Après une longue enquête du Service de police de Sherbrooke, Louis-François Morel, 45 ans, a officiellement comparu, mercredi, au palais de justice de Sherbrooke.
Après une longue enquête du Service de police de Sherbrooke, Louis-François Morel, 45 ans, a officiellement comparu, mercredi, au palais de justice de Sherbrooke.

Louis-François Morel accusé de fraude envers le Bistro DT

René-Charles Quirion
René-Charles Quirion
La Tribune
« Le pire dans tout ça, c’est qu’on y a cru à cette association avec Louis-François Morel. »

Lorsque Dominic Tremblay et Maryse Carrier du Bistro DT de Sherbrooke et du Groupe Massawippi ont été approchés par Louis-Francois Morel en 2014 pour s’associer à eux, jamais ils n’auraient pensé devoir porter plainte pour fraude contre lui.

Entre juin 2015 et août 2018, ce sont plus de 30 000$ que Louis-François Morel aurait détourné à son profit.

« Ça c’est ce que nous avons pu présenter aux enquêteurs et qu’il est possible de prouver », soutient Dominic Tremblay.

Après une longue enquête du Service de police de Sherbrooke, Louis-François Morel, 45 ans, a officiellement comparu, mercredi, au palais de justice de Sherbrooke.

Des accusations de fraude et de vol de plus de 5000$ en bouteilles de vin et en sommes d’argent ainsi que de fabrication et d’utilisation de faux documents, soit des factures de crédit ont été déposées contre Louis-François Morel devant le juge Conrad Chapdelaine de la Cour du Québec.

C’est le procureur aux poursuites criminelles Me Louis Fouquet qui a autorisé ces accusations contre l’individu de 45 ans.
Représenté par Me Patrick Fréchette, Louis-Francois Morel a reporté son dossier au 17 novembre prochain.

« J’aurais aimé être présent à la comparution, mais on m’a expliqué que c’est plus difficile avec les mesures sanitaires.

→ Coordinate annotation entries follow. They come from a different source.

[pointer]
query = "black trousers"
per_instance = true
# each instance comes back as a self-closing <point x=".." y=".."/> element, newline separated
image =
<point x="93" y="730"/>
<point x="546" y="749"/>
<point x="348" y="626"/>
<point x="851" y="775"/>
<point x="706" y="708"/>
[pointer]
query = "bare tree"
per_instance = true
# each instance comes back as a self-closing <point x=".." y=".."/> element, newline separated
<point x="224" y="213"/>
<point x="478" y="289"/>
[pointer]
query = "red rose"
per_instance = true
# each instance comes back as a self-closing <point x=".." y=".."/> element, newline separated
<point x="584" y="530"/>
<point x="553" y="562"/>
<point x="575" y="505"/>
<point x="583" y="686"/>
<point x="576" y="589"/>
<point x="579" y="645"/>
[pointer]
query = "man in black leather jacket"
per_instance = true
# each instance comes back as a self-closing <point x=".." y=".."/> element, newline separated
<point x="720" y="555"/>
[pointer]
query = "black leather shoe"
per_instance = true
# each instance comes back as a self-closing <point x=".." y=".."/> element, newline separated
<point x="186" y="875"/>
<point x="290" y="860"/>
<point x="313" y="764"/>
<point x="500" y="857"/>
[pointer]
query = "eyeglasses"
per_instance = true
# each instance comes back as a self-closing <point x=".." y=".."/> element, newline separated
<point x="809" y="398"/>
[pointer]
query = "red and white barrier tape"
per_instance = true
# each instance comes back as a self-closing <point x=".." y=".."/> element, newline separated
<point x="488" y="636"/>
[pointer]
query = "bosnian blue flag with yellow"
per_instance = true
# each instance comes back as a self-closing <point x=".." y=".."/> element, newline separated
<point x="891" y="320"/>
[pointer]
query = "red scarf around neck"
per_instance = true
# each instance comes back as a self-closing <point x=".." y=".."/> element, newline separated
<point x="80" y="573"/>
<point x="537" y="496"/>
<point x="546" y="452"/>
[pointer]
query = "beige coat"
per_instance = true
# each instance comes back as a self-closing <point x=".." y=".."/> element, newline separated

Mais il est certain que je vais suivre les procédures judiciaires de près », affirme Dominic Tremblay.

Même si la fraude alléguée n’a pas mis l’entreprise en péril, Dominic Tremblay se compte chanceux d’avoir conservé tout son personnel après cette tempête qu’il n’avait pas soupçonnée.

M. Tremblay affirme qu’il se serait bien passé de devoir porter une plainte criminelle contre son associé avec tout ce que ça implique.

« On ne s’associe pas à quelqu’un pour que ça finisse devant les tribunaux. Nous aurions pu pousser notre entreprise plus loin avec Louis-François Morel parce que c’est un gars qui a de belles qualités de PR, alors que Maryse et moi sommes davantage des gens de terrain. Mais avec le recul, nous avons découvert que c’était une erreur. L’atmosphère avait changé au bistro. Si nos employés clés étaient partis, il aurait été plus difficile de s’en remettre », signale Dominic Tremblay.

Ce dernier indique que les discussions légales ne sont pas encore réglées pour mettre un terme définitif à l’association avec Louis-François Morel. Démarches qui se déroulent en parallèle aux accusations criminelles qui se sont concrétisées, mercredi, avec la comparution de l’individu de 45 ans.

« Il nous a pris par surprise en remettant sa démission juste avant les vacances à l’été 2018. C’est en faisant les vérifications pour mettre en ordre ce que nous lui devions, parce qu’il était actionnaire à 30 pour cent, que nous avons découvert certaines anomalies. De fil en aiguille, nous avons reçu diverses informations qui nous ont incité à faire d’autres vérifications. J’ai épluché plus de 40 000 factures de vente pour trouver des preuves. Il y avait des anomalies avec des chèques, des certificats cadeaux, des dépôts et des bouteilles de la cave à vin notamment », explique Dominic Tremblay.